The story of Sophie Scholl and the student resistance group, the White Rose, never fails to being me to tears.
Sophie, her brother Hans, and friends in Munich printed and distributed thousands of anti-Nazi leaflets, which describe a post-war need for international cooperation. She believed that it was wrong for anyone to side with their own nation if they knew that nation was doing wrong.
She and her friends paid the price for their resistance but remained defiant to the end. Sophie wrote one word on the back of the indictment against her: ‘Freedom’.
Never has her story been more inspiringly told than by McDonough.
1 author picked Sophie Scholl as one of their favorite books, and they share why you should read it.

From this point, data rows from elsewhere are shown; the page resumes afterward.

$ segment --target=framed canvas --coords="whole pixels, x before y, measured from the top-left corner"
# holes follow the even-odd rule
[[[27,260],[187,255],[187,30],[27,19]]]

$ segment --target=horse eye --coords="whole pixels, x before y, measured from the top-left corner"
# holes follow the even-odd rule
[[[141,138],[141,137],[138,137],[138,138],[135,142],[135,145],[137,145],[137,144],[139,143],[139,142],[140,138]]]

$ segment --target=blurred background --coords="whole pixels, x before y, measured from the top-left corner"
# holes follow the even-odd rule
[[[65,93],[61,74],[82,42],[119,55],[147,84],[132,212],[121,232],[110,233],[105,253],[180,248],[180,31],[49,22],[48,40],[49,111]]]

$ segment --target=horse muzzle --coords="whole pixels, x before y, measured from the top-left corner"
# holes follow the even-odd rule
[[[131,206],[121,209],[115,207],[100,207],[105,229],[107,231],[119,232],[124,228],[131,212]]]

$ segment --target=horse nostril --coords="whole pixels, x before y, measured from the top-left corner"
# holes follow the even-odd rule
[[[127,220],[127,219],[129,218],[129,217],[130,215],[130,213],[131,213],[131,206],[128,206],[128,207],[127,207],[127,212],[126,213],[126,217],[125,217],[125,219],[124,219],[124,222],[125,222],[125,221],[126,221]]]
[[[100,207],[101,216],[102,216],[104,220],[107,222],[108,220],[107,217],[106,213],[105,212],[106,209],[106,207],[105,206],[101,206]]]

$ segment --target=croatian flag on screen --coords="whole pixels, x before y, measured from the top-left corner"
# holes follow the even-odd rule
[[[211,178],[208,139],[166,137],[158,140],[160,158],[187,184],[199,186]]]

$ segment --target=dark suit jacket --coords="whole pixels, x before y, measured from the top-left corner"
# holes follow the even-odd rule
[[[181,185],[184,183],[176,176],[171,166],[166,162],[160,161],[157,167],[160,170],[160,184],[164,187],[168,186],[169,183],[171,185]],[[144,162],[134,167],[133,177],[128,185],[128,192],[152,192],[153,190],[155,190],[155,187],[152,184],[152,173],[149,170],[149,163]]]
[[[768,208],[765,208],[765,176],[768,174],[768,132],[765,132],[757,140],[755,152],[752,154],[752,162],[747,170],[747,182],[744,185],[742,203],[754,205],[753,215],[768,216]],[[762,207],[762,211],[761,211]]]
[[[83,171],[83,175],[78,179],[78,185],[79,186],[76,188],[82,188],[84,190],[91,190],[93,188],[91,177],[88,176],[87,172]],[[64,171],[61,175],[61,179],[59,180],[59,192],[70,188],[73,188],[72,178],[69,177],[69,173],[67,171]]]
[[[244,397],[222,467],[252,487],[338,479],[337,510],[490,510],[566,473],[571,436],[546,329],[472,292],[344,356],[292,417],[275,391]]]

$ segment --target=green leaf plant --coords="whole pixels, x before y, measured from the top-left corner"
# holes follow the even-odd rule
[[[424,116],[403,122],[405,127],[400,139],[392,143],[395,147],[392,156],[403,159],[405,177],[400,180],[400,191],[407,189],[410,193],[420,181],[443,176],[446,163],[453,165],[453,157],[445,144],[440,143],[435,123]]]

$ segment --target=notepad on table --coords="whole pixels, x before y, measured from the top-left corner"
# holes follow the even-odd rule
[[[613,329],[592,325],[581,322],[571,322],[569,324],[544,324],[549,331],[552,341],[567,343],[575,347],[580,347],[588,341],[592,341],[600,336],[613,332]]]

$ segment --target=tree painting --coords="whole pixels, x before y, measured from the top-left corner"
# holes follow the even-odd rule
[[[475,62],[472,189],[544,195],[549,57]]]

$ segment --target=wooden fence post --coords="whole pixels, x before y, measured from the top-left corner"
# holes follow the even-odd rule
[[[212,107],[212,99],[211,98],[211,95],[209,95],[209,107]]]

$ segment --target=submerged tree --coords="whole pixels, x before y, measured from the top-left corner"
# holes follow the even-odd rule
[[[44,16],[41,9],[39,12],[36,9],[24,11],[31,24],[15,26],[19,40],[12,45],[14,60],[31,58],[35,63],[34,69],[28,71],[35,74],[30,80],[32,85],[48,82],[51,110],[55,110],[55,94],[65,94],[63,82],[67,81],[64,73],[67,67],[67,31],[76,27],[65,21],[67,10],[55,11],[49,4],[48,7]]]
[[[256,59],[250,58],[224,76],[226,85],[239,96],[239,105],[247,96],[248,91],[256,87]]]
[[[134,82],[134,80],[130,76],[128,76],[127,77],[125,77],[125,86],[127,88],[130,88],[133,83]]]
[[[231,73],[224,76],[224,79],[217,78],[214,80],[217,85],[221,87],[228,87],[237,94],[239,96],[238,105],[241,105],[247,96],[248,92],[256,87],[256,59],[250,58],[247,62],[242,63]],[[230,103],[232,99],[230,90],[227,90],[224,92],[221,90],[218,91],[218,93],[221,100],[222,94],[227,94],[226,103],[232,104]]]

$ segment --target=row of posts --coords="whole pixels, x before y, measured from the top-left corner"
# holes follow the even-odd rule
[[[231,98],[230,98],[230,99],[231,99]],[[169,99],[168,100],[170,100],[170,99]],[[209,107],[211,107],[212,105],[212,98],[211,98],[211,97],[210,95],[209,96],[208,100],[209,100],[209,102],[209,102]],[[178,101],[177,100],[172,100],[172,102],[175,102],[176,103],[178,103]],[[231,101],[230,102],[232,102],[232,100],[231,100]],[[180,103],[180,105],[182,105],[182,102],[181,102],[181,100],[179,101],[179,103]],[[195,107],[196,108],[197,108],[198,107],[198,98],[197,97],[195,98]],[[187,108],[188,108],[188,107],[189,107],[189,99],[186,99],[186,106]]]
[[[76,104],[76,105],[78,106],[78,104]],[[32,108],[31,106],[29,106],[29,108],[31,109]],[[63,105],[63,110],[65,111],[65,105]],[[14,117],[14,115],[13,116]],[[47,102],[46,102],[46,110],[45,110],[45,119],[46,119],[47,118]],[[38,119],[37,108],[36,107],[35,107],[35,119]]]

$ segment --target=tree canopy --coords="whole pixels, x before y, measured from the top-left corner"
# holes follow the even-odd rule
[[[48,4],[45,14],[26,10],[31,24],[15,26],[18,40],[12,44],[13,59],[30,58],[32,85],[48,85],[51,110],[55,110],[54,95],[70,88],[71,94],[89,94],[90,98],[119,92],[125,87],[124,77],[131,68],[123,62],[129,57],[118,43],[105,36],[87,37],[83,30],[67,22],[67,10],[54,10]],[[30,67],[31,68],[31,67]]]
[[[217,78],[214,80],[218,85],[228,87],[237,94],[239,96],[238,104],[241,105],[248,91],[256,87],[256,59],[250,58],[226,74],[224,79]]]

On 22 February 1943, Sophie Scholl, a 21-year-old student at Munich University, was executed by the Nazi regime, along with two fellow students from the White Rose resistance movement. They had fought against Hitler's tyranny, not with bullets and bombs, but with words, printed in leaflets, that proclaimed a passionate desire to live in a free and democratic society. Her brave and principled stand made her a legend in Germany, and she was voted 'Woman of the Century' by a popular women's magazine in 1999. Frank McDonough has used a variety of original documents from German archives, including letters and…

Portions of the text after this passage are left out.